Bob MacDonald - The use of mem in audible lip-smacking form is I think in Psalm 73:10. וּמֵי מָלֵא יִמָּצוּ לָֽמֹו; Greek (72:10) seems to have no lip-smacking in its imitation καὶ ἡμέραι πλήρεις εὑρεθήσονται αὐτοῖς. I read this as a sneer from the rich who delight in exploiting the poor - fully milking them to get the lip-smacking intent in it. I'd like to hear this beyond an initial iota - so K [that's me] - allowing this as deliberate - can you comment on the 2nd half of my question -or even the third half :)  

Me -

Bob - you ask "Are these [ words with ἰσχ in them - several in a row] related to support (mainstay, staff) or to shame in Greek - or is this also an accident?"

Funny you should ask. There's a humorous (maybe vulgar) answer perhaps.

There's a humorous (maybe vulgar) answer perhaps.

How much might the Greek translator in Alexandria have known of the plays of Aristophanes? Is he with Greek Isaiah 3:1 somehow invoking one of the playful lines of the play The Acharnians (around line 590)?

 In Greek, that line reads like this (but I warn the readers here of the vulgarity in the humor) with a reference to circumcision (which is of interest to all readers of Torah) -

οὐ γὰρ κατ’ ἰσχύν ἐστιν· εἰ δ’ ἰσχυρὸς εἶ,
τί μ’ οὐκ ἀπεψώλησας; Εὔοπλος γὰρ εἶ. 

Here are three different English translations of that Greek (again, a warning to the reader here) -

"Violence is out of place here! But as you are so strong, why did you not circumcise me? You have all the tools you want for the operation there."
[from Perseus online - "Aristophanes. Acharnians. The Eleven Comedies. Anonymous. New York. Liveright. 192?"] 

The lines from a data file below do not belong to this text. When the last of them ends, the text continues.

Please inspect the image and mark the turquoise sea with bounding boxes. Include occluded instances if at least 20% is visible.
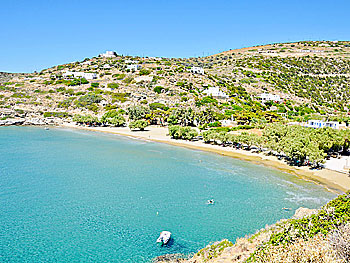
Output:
[0,127,335,262]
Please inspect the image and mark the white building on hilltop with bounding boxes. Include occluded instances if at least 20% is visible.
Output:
[203,87,229,99]
[126,64,141,71]
[258,93,281,103]
[62,71,97,79]
[306,120,339,129]
[100,51,117,58]
[190,67,204,75]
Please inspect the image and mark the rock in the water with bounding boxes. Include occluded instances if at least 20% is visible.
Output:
[293,207,318,219]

"That’s not your forte! Your forte is to decapitate pricks. (He brandishes his phallus) Here! Come on, do mine… if you’re so strong! You’ve got all the tools you need! Sword, spear, shield, feathers…"
[trans. by George Theodoridis] 

"I don't doubt that you're strong. Though if you are, why don't you skin my cock? You're well equipped."
[trans by Jeffrey Henderson;

Henderson offers this note - "An insulting double-meaning. In one sense 'skin my cock' refers to circumcision, regarded by the Greeks as a barbaric mutilation, which Dicaeopolis invites Lamachus to perform with his sword. In the other it refers to retraction of the foreskin by stimulating an erection, and 'well equipped' refers to Lamachus' stage-phallos, which Dicaeopolis (in double-meaning) professes to find arousing."] 

For Aristophanes and his audiences, there is wordplay here with the ἰσχύν and ἰσχυρὸς (and no doubt this some connotes "shame" as with αἰσχύνη and καταισχύνῃ).

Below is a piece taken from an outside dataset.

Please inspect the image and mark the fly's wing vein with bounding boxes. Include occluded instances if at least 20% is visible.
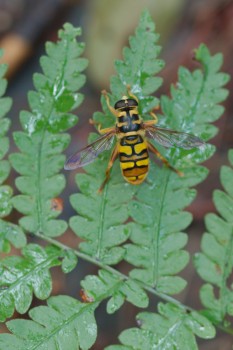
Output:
[64,131,115,170]
[145,126,205,149]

But who can say whether the Jewish translator and Jewish readers of LXX Isaiah were reading into "the words with ἰσχ in them - several in a row" some strong allusion "to circumcision, regarded by the Greeks as a barbaric mutilation"?  

Bob MacDonald - Thanks K [that's me again] - I will bear this in mind when translating  

Me - lol, Bob.

Me again -

Bob, In most languages the bilabial sounds /m/ and /p/ are the first made sense of by babies. Ma ma and Pa pa are the calls for those nearest, probably the former having some vocalized association with nursing. The /isk/ sound (as in the Greek phrases for "strength" and "shame") is much more complex and much less intimate and familial or familiar, I would guess. So the Hellene translator of Isaiah is using wordplay, even phonologically, in a much different (non "lip-smaking") way here. I don't know that we can make too much out of this. But it's certainly wordplay with sounds. And by "play" in English I think we can mean what a playwright writes that actors perform that audiences laugh or cry at; what children do on the playground; and even semantic play, as in hermeneutic wiggleroom.

---

and earlier in the day on fb, I'd wondered about this:
In 3:3, there's a huge translational turn, a rhetorical one: for נבון לחש ("the skilful enchanter" JPS; "the eloquent orator" KJV), there's συνετὸν ἀκροατήν ("the intelligent hearer" Lancelot Brenton, "intelligent listener" Moisés Silva).